According to International Anthem, Parker has been living with and working on the samples and programmed beats on The New Breed for several years. They come to the fore early in the album with the fleeting “Para Ha Tay” and the spare, repetitive “Here Comes Ezra.” Other worthy if abbreviated beats are hidden at the tail ends of longer tracks—I won’t say where since part of the fun is encountering them unexpectedly.
One of the richest pieces on The New Breed, “Jrifted” offers the first solo proper, halfway through the album. Johnson’s alto playing here is well integrated into the mood and groove, nimble and inventive without calling undue attention to itself. On the following track, “How Fun It Is To Year Whip,” Parker himself steps into the spotlight, taking a laidback solo with echoes of Jim Hall. “Get Dressed” turns things up a notch as Parker spins soulful, jazzy licks over both a tight 16th-note ride cymbal groove and a bed of sampled voices, lending the track a just-right party flavor.

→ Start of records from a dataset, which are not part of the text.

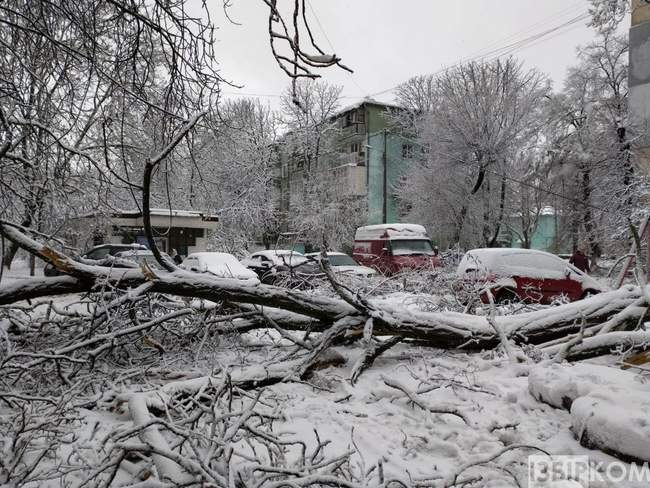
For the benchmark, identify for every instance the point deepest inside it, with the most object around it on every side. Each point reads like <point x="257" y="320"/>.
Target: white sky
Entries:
<point x="388" y="41"/>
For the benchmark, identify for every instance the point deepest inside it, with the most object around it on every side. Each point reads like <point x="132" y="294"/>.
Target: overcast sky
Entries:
<point x="388" y="41"/>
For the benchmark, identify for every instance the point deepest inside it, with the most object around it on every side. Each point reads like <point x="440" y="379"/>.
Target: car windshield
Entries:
<point x="342" y="260"/>
<point x="411" y="246"/>
<point x="142" y="256"/>
<point x="292" y="259"/>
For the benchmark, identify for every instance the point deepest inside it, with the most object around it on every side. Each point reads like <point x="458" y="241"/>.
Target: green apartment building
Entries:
<point x="367" y="162"/>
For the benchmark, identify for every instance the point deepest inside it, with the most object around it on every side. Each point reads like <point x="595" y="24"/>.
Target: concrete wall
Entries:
<point x="396" y="165"/>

Bringing Parker’s emphasis on family history and future sounds together is the closing track, “Cliché,” on which Parker’s daughter Ruby sings in duet with Johnson’s alto. It’s possible to read the lyrics as a message to anyone distressed by the increasing union of jazz and hip-hop culture (remember when we reviewed Flying Lotus?): “He told me the end is coming / I told him that’s a cliché.” If Parker’s vision sounds to you more like a beginning than an ending, you can find The New Breed at International Anthem’s Bandcamp page and the Downtown Music Gallery.